Media Analysis on Max Woolf's Blog

Movie Review Aggregator Ratings Have No Relationship with Box Office Success

Thu, 07 Jan 2016 08:30:00 -0700

Rotten Tomatoes has become synonymous with movie quality in recent years. The Rotten Tomatoes Tomatometer aggregates all reviews written by movie critics for a given movie on the internet, determines whether each reviewer rates the movie as “Fresh” or “Rotten” and calculates an average. If the proportion of Fresh reviews for a given movie is greater than or equal to 60%, the movie itself is considered “Fresh” and receives a special icon.

Top Movies like Christopher Nolan’s The Dark Knight received a 94% Rotten Tomatoes rating, and generated $533.3 million in domestic box office revenue. But other movies, like Michael Bay’s Transformers: Revenge of the Fallen, received a 19% Tomatometer rating, but still generated $402.1 million in domestic box office revenue.

How strong is the relationship between Tomatometer scores and box office success, anyways? Or are other, better metrics? Time to make some pretty charts.

I obtained a large amount of movie data from the OMDb API, which provides easy access to movie metadata from IMDb and Rotten Tomatoes. This data contains Rotten Tomatoes Tomatometer scores, Rotten Tomatoes Audience Scores, IMDb User Rankings, and Metacritic Scores. If you want to know how I processed the data in R and plotted the charts using ggplot2, I have prepared a screencast for your viewing pleasure.

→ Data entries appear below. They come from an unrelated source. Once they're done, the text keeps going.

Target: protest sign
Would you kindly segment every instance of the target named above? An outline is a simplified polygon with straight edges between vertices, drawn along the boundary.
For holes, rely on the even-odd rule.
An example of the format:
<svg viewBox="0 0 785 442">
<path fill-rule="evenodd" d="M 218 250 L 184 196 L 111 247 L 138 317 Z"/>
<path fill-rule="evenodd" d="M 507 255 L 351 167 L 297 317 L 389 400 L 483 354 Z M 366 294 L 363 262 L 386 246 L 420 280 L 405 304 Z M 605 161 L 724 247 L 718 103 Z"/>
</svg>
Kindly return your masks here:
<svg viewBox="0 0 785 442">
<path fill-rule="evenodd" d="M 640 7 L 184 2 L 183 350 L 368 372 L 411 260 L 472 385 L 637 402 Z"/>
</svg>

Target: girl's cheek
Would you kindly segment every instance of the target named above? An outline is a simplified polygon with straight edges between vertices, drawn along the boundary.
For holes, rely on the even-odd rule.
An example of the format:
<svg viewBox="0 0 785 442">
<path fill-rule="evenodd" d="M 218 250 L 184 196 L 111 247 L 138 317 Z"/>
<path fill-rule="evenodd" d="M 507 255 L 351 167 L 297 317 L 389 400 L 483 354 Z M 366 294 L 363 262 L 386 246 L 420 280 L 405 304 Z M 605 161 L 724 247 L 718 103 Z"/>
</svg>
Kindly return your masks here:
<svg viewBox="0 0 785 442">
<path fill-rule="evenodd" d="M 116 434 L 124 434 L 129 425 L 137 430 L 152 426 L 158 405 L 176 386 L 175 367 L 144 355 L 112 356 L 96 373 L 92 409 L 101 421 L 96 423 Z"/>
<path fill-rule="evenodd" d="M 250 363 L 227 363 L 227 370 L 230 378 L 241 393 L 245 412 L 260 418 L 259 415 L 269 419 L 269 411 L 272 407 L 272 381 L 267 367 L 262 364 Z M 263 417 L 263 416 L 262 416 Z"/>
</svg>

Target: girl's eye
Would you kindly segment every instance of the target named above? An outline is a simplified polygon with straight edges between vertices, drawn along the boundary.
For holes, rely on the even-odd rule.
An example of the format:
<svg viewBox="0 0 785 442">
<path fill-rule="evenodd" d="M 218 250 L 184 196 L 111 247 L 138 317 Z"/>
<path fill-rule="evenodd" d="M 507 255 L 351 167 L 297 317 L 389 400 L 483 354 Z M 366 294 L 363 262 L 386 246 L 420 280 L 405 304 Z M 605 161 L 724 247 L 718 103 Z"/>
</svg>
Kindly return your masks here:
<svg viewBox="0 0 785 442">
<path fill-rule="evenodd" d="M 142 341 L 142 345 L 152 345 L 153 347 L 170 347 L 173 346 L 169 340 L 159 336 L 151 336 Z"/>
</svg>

For this analysis, we will be looking at the log-transformation of domestic box office revenue, since the values are skewed by mega-blockbusters like the ones mentioned previously. Revenues are not inflation-adjusted since the rating data is only present for recent years and due to the log-transformation already present, inflation correction would not impact this particular analysis much.

Rotten Tomatoes Tomatometer

After processing, I have a data subset of 4,863 movies with both Tomatometer and Box Office Gross values. Let’s plot all those movies on a scatterplot of log(BoxOffice) vs. Meter with each point having a slight transparency; that way, clusters of points will be come apparent where the areas are darker on the chart.

We expect a positive linear relationship: movies with high Tomatometer scores to have high box office revenue, and inversely movies with low score to have low box office revenue.

Wait, why does the trendline have a negative slope?

The Pearson correlation between the Tomatometer scores and log(BoxOffice) is -0.18, implying a weak negative linear relationship between the two variables. Not what I expected.

There do appear to be clusters in the data. There is a group of points between $10M and $100M revenue and 0% to 20% Tomatometer rating. Another group is present between $1,000 and $1M revenue and 80% to 100% RT rating. Both of these areas are outside of a linear relationship: perhaps these clusters are skewing trends too?

Let’s try another visualization of the data using contour maps, which allow the data to become 3D, so-to-speak. Using a 2D kernel density estimator, we can identify and color areas on the plot according to the number of points present in that area; the greater the color saturation, the more points present in the given area.

The two clusters mentioned previously are now much more apparent. It appears there are two distinct sets of movies: blockbusters which critics hate, and limited-appeal films which critics loves. Incidentally, there is no discernible difference between movies which are Fresh (>60%) and Rotten.

Metacritic

The Metacritic score is also derived from review data by critics; however, instead of calculating a binary review sentiment and calculating a proportion from that sentiment, Metacritic gives a quantification from 0 to 100 to each critic review and averages them together.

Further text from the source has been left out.